Hi mates !
I’m a PyMC3 beginner, the last weeks I was looking at all your posts for my specific doubts but I found a trouble with that Distribution and I want to share with you. If you can help me, I would be grateful.
The issue is when I want to plot a normal Geometric Discrete Distribution:
(In a .py program)
nombres_clientes = pm.Geometric('clients_names', p=0.02685)
trace = pm.sample(10000, cores=1)
pm.plot_posterior(trace)
My result is:
What I want is to limit the distribution between [1,100], I don’t want more data than 100. That is because I want only to pick values between that interval, to identify each number to a real name, and my database size is 100.
It could be maybe an stupid problem but I’ve been two hours trying to do it. I thought to use with logp function but I don’t know very well how to write in it.
Thankyou communiy.
You can use pm.Bound() to achieve this
with pm.Model() as model:
names1 = pm.Geometric('names1', p=0.02685)
names2 = pm.Bound(pm.Geometric, upper=100)('names2', p=0.02685)
trace = pm.sample(10000, cores=1)
pm.plot_posterior(trace);
3 Likes
Or a potential:
with pm.Model():
g = pm.Geometric('g', p=.01)
pm.Potential('constrain', tt.switch((g<1) | (g>100), -np.inf, 0.))
trace = pm.sample()
3 Likes
Thankyou both ! I got my goal
@junpenglao @nkaimcaudle Sorry for opening the post again, but if I want to limit a continuous distribution, again between 0 and 101, what should I use ?
I did that:
import numpy as np
import pymc3 as pm
import theano.tensor as tt
with pm.Model() as nombre_Agapito:
edad = pm.Weibull("edad", alpha=2.2309, beta=0.02945)
dist = pm.Potential('dist', tt.switch((edad<1) | (edad>100),-np.inf, 0.))
trace1 = pm.sample(10000, cores=1)
pm.plot_trace(trace1)
pm.plot_posterior(trace1)
and I get the error:
SamplingError: Bad initial energy
In theory the same two techniques will still work however here I think your starting parameters are causing the first sample from Weibull to be outside the 1-100 range.
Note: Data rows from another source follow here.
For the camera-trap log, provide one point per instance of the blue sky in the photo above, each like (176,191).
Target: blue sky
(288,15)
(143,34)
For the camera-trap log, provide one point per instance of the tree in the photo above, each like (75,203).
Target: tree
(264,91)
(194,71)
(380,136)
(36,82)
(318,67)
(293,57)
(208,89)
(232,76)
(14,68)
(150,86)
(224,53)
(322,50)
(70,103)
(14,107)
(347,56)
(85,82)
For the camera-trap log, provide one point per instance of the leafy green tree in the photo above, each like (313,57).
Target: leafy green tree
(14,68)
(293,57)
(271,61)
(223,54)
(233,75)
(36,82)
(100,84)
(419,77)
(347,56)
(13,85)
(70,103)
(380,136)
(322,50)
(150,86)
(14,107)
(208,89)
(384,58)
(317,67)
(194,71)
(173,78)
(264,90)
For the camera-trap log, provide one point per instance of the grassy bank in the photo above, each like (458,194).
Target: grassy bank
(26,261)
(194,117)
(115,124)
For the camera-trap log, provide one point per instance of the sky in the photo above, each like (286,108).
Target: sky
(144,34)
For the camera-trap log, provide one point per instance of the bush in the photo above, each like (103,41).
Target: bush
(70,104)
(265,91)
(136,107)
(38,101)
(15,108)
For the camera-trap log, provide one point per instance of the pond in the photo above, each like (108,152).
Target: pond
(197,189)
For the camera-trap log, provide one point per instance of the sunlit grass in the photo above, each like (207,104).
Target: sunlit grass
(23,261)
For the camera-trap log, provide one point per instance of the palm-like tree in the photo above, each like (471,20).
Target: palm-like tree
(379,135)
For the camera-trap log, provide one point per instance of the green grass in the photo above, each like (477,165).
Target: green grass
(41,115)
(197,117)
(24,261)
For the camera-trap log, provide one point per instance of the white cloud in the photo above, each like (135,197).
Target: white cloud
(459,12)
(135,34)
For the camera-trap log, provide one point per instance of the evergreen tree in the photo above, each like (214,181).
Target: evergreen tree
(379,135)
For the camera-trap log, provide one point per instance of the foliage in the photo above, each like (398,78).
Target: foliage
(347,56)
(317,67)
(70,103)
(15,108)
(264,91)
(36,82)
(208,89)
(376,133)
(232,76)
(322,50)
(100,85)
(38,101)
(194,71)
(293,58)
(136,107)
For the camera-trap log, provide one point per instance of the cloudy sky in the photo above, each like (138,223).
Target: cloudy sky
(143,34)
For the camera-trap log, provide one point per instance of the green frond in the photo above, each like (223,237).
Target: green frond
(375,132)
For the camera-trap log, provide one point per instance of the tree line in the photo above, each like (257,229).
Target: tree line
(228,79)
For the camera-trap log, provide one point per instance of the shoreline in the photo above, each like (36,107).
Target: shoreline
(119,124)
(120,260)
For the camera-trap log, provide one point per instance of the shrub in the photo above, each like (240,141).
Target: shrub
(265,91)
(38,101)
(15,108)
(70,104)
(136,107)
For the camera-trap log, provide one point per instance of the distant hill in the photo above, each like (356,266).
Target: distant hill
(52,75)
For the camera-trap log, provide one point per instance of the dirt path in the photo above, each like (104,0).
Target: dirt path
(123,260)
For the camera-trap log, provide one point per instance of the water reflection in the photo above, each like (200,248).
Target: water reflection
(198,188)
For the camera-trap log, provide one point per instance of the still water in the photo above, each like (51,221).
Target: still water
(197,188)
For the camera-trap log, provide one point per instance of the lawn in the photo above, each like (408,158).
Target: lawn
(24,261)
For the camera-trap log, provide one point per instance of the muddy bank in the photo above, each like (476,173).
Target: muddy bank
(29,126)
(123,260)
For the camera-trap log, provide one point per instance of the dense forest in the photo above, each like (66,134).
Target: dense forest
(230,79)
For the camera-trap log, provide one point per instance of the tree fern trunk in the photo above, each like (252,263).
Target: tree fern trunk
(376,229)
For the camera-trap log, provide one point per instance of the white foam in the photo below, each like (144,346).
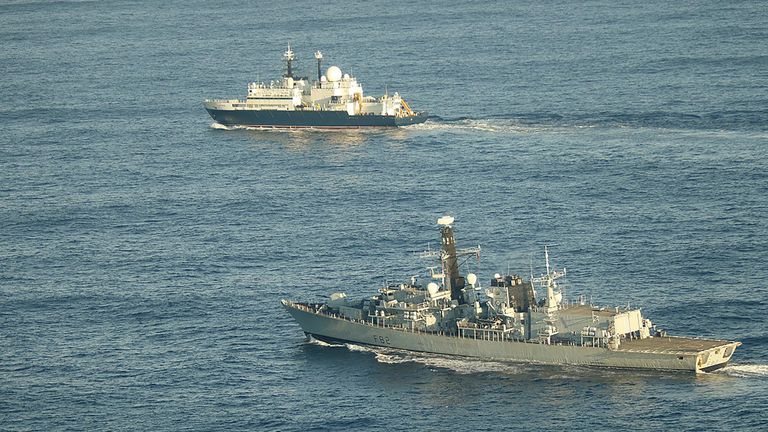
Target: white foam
(314,341)
(219,126)
(461,365)
(745,370)
(470,125)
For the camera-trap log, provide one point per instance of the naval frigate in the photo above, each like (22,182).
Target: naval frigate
(334,101)
(512,319)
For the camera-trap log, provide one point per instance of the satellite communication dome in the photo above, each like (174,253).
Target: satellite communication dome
(432,288)
(333,73)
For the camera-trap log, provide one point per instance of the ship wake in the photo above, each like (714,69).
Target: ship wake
(745,370)
(460,365)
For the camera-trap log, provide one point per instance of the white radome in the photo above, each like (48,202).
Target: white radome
(333,73)
(432,288)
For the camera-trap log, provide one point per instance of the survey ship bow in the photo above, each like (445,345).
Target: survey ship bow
(333,101)
(511,319)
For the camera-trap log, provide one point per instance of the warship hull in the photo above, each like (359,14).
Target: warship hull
(296,119)
(658,353)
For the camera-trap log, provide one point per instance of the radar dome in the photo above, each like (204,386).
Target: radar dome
(333,73)
(432,288)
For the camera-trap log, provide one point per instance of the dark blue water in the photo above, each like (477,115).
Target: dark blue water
(143,253)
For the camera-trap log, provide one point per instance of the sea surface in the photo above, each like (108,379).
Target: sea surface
(144,251)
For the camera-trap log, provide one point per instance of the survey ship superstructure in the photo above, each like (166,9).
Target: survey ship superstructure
(515,320)
(334,101)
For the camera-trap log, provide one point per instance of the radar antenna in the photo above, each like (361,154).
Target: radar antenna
(319,58)
(288,56)
(553,300)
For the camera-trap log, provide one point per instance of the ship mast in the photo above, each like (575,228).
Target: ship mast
(319,58)
(552,302)
(288,56)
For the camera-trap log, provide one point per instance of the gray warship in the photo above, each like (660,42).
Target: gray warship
(333,101)
(515,320)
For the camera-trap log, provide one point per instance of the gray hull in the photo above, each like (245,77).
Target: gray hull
(309,119)
(697,355)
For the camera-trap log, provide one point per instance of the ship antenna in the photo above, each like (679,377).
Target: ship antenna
(288,56)
(319,58)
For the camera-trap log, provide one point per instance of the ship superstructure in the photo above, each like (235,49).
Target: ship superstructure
(511,319)
(333,100)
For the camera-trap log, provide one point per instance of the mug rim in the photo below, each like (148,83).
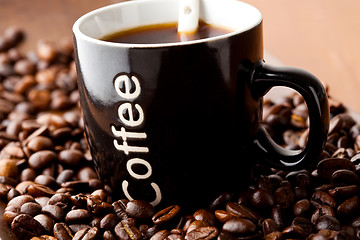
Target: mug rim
(79,33)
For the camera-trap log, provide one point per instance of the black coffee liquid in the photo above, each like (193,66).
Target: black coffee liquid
(164,33)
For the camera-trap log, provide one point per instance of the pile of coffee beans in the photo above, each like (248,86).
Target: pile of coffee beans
(52,191)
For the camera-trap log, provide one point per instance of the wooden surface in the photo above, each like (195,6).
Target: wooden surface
(321,36)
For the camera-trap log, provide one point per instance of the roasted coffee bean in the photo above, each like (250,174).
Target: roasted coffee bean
(71,157)
(194,224)
(349,207)
(202,233)
(12,193)
(221,200)
(39,143)
(304,223)
(160,235)
(38,190)
(239,226)
(239,210)
(65,176)
(139,209)
(261,198)
(205,215)
(30,208)
(302,208)
(56,212)
(344,192)
(24,226)
(126,231)
(284,196)
(273,236)
(44,237)
(321,211)
(88,234)
(120,208)
(62,200)
(41,137)
(344,176)
(277,216)
(46,181)
(327,167)
(269,226)
(77,227)
(97,207)
(327,222)
(222,215)
(45,221)
(166,215)
(109,221)
(322,198)
(42,159)
(8,168)
(62,231)
(108,235)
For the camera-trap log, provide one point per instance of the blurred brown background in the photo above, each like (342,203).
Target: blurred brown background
(320,36)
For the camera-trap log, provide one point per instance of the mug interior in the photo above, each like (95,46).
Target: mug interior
(229,14)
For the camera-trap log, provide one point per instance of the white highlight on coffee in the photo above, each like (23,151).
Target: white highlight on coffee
(132,115)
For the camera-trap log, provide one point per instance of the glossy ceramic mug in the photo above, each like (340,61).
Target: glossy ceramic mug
(180,122)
If I change to alpha=5. and beta=2. then it does (sometimes) work.
How are you getting your initial parameter inputs? They are very specific and not very well suited to cover the range 1-100
np.mean( pm.Weibull.dist(alpha=2.2309, beta=0.02945).random(size=10_000)>1 ) # equals 0.00
If I draw 10,000 random samples from the Weibull with those parameters then none of them are above 1.
1 Like
Hi there!
Just jumping in because I tried implementing @junpenglao’s solution with a Potential:
bike_count = pm.Geometric('bike_count', p, observed=bike_data["count"])
pm.Potential('constraint', tt.switch(bike_count > 1100, -np.inf, 0.))
This samples perfectly, but I’m not sure the constraint was applied, when looking at PPCs:
idata = az.from_pymc3(trace=trace_bike_3, prior=prior_samples, posterior_predictive=post_samples)
az.plot_ppc(idata);
This gives:
PPCs seem to still go way out of range compared to observations, don’t they?
Just reviving this post: do you think it’s a bug, or did I make mistake somewhere?
Oh yeah seems like a bug - the posterior predict cannot account for the potential
We should add a warning to posterior_preditive whenever we detect a model contains a potential, in most case it will not be correct.
Thanks Junpeng! I’ll open an issue on GitHub then
1 Like